Extract — Data Types

Engenerate extracts text, tables, figures, plots, and equations—keeping each type structured and accessible for downstream use in chat, datasets, and reports.

Text

Narrative text is extracted from all supported document types, including mixed-layout pages, multi-column formats, and scanned or image-based PDFs. Engenerate uses optical character recognition (OCR) to recover text from scanned engineering reports, field documentation, and legacy paper records—turning them into editable, searchable content within your project.

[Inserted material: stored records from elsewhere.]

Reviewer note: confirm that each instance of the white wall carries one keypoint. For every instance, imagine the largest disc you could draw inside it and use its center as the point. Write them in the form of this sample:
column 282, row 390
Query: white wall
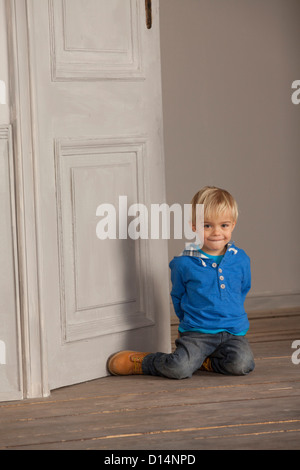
column 4, row 109
column 229, row 121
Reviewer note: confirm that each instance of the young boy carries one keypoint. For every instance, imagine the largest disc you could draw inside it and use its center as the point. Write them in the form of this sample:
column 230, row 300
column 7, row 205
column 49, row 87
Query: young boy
column 209, row 287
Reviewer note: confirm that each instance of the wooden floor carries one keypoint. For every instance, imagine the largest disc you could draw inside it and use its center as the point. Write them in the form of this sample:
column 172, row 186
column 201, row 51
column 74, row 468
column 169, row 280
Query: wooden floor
column 208, row 411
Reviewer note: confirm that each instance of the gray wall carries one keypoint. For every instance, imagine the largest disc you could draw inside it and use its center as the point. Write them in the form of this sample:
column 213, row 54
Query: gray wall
column 227, row 70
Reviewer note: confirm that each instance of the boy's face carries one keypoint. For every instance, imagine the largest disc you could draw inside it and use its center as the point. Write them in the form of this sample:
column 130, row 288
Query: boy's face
column 217, row 233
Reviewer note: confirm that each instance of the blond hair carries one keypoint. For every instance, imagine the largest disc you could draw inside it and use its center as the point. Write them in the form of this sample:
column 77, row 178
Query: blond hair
column 216, row 201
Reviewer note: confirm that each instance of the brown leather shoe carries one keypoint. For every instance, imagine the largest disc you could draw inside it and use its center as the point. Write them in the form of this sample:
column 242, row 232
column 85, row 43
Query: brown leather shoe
column 126, row 363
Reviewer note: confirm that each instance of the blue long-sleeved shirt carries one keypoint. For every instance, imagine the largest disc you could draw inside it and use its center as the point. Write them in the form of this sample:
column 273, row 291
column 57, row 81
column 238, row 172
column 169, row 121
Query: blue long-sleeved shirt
column 208, row 297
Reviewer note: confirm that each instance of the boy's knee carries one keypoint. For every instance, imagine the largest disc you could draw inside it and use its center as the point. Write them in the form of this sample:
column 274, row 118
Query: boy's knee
column 240, row 366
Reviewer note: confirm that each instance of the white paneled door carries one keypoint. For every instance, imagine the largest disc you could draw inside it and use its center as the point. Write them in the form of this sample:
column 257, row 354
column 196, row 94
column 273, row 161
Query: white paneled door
column 93, row 100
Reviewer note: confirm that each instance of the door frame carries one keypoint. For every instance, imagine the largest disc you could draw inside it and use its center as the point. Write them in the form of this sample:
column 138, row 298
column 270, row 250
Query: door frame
column 33, row 336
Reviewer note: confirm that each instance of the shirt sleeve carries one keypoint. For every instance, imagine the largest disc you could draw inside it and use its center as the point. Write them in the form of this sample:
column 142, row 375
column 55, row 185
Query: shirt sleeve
column 178, row 289
column 246, row 286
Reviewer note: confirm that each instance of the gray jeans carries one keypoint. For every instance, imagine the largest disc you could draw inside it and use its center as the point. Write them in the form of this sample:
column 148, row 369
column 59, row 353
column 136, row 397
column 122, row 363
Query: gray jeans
column 229, row 354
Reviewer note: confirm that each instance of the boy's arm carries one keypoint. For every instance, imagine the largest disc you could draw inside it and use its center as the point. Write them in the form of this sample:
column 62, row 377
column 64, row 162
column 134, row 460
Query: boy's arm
column 178, row 289
column 246, row 286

This is especially valuable for technical reports, specifications, and reference documents where the prose needs to be reviewable and reusable alongside structured data, whether those documents were born digital or digitized from physical originals.

Math & Equations

Mathematical content is extracted and stored in a universal format (LaTeX) that preserves the original notation. The built-in equation editor makes it easy to view, correct, and update equations directly in the content editor without needing to know LaTeX syntax.

Tables

Tables are extracted into structured content that can be reviewed independently of the source page layout. Large tabular datasets are stored in a structured format that makes them accessible for downstream use in datasets, chat context, and export.

Figures

Figures are extracted and stored as images with associated metadata and prose narrative context. Where applicable, figures are linked to extracted or validated datasets so that visual content and structured data remain connected.

Plots

Engenerate automatically detects chart and plot figures during processing and provides a first-pass extraction. For each detected plot:

  • The image is straightened and corrected for page skew
  • A first-pass extraction of visible data points from colored datasets is performed
  • Axis definitions are detected and an overlay is applied for review
  • Axes, datasets, and labels receive initial automatic attribution

The first-pass result is a starting point, not a final answer. The Plot Digitizer is where you refine and confirm those results.